Je me souviens qu’avec le temps, tout s’en va
Je me souviens que, moi aussi, je buvais de la bière allemande en regardant très loin derrière la glace du comptoir.
Je me souviens, aux heures pâles de la nuit, m’être dit qu’il est bien tard.
Je me souviens que Richard, c’était Richard Marsan, ton directeur artistique dans tes années Barclay.
Je me souviens de la fontaine du village de Peille, Alpes-Maritimes.

Je me souviens que tu y as photographié ton fils Mathieu.
Je me souviens que tu as vécu à Peille de nombreuses années.

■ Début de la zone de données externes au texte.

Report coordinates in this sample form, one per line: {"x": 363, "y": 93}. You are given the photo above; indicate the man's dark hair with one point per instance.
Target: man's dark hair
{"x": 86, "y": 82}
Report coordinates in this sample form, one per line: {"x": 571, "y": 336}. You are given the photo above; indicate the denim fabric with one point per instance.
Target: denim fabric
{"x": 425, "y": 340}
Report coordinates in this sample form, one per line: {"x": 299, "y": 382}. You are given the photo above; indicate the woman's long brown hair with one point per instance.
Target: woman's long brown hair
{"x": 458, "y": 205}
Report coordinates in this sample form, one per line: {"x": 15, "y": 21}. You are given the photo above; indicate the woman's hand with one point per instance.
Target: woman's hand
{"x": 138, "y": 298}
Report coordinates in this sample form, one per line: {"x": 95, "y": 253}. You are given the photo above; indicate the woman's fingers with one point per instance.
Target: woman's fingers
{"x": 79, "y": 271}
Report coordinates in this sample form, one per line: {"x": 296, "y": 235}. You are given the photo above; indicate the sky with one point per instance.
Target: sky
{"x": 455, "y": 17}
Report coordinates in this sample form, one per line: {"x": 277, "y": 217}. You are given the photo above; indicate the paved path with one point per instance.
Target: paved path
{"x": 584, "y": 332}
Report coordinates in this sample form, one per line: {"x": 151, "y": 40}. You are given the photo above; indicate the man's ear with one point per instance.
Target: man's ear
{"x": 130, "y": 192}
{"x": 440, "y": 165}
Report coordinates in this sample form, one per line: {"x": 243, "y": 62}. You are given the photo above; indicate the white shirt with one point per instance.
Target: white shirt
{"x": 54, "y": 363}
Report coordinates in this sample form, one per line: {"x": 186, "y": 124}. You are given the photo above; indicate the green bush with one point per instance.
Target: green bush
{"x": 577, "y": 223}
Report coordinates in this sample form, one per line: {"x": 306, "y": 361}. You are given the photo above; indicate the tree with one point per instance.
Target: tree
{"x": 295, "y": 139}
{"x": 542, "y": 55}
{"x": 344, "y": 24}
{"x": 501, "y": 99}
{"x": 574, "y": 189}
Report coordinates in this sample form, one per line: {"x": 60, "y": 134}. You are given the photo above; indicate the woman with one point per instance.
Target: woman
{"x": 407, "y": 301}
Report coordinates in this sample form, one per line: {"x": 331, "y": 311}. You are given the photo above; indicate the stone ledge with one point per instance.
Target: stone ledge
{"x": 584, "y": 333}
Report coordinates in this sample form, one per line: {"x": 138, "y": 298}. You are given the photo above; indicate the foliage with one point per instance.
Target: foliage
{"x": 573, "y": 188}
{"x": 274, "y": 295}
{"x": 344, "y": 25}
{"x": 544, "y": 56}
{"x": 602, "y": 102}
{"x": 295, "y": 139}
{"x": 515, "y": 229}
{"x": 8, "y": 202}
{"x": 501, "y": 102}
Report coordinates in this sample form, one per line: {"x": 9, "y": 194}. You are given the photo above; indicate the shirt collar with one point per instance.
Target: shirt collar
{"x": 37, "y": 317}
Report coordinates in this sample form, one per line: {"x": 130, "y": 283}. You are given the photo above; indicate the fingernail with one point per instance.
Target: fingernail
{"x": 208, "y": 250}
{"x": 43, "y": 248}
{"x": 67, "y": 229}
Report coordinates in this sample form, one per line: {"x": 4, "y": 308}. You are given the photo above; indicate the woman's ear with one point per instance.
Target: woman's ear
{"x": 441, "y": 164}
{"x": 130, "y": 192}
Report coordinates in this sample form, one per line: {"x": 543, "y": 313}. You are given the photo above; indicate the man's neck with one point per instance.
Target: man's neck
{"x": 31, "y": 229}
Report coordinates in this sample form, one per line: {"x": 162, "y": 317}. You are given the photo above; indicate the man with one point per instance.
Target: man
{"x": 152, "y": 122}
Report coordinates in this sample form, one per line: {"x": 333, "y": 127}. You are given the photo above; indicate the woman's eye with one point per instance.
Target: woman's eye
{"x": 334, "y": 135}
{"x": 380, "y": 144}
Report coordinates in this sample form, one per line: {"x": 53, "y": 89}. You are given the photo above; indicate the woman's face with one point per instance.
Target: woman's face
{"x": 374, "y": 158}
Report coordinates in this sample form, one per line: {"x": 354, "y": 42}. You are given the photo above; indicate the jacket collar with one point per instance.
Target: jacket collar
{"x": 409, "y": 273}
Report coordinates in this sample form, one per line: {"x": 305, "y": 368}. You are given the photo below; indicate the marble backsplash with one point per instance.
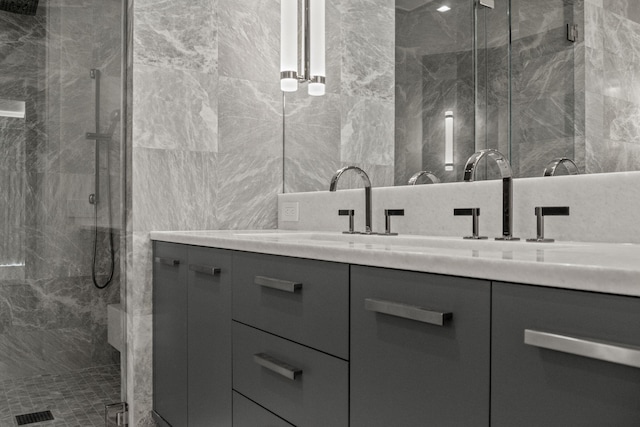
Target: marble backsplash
{"x": 603, "y": 208}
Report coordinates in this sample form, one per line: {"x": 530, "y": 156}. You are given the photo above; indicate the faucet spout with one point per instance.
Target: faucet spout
{"x": 367, "y": 191}
{"x": 507, "y": 186}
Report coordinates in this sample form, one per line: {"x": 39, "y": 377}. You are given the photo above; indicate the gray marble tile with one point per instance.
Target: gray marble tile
{"x": 593, "y": 26}
{"x": 304, "y": 141}
{"x": 622, "y": 77}
{"x": 182, "y": 200}
{"x": 249, "y": 39}
{"x": 242, "y": 135}
{"x": 594, "y": 70}
{"x": 250, "y": 99}
{"x": 139, "y": 368}
{"x": 308, "y": 174}
{"x": 367, "y": 66}
{"x": 629, "y": 9}
{"x": 175, "y": 116}
{"x": 247, "y": 189}
{"x": 366, "y": 136}
{"x": 312, "y": 110}
{"x": 621, "y": 36}
{"x": 621, "y": 121}
{"x": 173, "y": 34}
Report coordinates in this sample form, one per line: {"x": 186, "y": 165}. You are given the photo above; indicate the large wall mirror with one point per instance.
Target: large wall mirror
{"x": 407, "y": 77}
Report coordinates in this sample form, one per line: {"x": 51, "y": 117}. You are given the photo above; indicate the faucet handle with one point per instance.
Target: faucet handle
{"x": 350, "y": 213}
{"x": 388, "y": 213}
{"x": 475, "y": 214}
{"x": 541, "y": 212}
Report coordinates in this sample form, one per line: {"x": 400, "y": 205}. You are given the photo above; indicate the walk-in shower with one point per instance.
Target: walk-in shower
{"x": 61, "y": 140}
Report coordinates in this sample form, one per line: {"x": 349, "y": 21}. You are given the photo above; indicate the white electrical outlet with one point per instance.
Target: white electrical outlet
{"x": 290, "y": 211}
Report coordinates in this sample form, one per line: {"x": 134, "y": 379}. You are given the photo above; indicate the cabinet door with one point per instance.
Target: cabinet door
{"x": 209, "y": 337}
{"x": 406, "y": 372}
{"x": 248, "y": 414}
{"x": 170, "y": 332}
{"x": 536, "y": 386}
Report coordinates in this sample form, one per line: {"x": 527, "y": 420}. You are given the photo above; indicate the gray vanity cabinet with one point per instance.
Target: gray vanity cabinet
{"x": 541, "y": 382}
{"x": 418, "y": 366}
{"x": 170, "y": 333}
{"x": 192, "y": 335}
{"x": 248, "y": 414}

Je me souviens que tu as écrit une chanson-hommage, « Peille » où tu évoque tes souvenirs sur ce village. « A Peille je m’en vais ce soir tourner la page/ D’un livre qui se mange à sept ou huit copains/ On y rencontre l’art du vivre et d’être bien/A Peille je m’en vais ce soir avec Marie »
Je me souviens que Marie, c’est Marie Christine, ta dernière femme.
Je me souviens être allé à Peille plusieurs fois pour les rencontres « Alors Léo », le 14 juillet.
Je me souviens que c’est un 14 juillet que tu t’es fait malle. 1993. Tu l’as fait exprès ?
Je me souviens qu’au début des années 70, tu t’es installé à Castellina in Chianti, à mi chemin entre Florence et Sienne, 15 hectares de vignes et d’olivier.
Je me souviens que, si je ne suis pas –encore- allé à Castellina in Chianti, j’ai bu le Chianti que produit Marie-Christine, propriétaire du domaine San Donatino… c’est le petit Jésus qui vous descend dans le gosier en culotte de velours.
Je me souviens à Marseille, au théâtre Toursky, d’un spectacle de Richard Martin, Technique de l’exil, d’après ton texte.
Je me souviens y avoir rencontré Marie Christine et vos 3 enfants, Mathieu, Marie-Cécile et Manuella.
Je me souviens avoir dégusté ce Chianti à cette occasion.
Je me souviens avoir dit à Mathieu que le souvenir de son père, c’est-à-dire toi, m’aidait à vivre.
Je me souviens que dans les premières années d’existence du Théâtre Toursky tu y a donné des concert en soutien.
Je me souviens de ta chanson sur Marseille «Ô Marseille on dirait que le cœur te va bien/ Comme te l’écrivait Guillaume Apollinaire/ « Anges frais débarqués à Marseille hier matin« / On débarque toujours les amours passagères »
Je me souviens que tu as refusé de recevoir le Grand Prix de la Chanson Française en 1986 et d’être l’invité d’honneur des premières Victoire de la musique en 1987.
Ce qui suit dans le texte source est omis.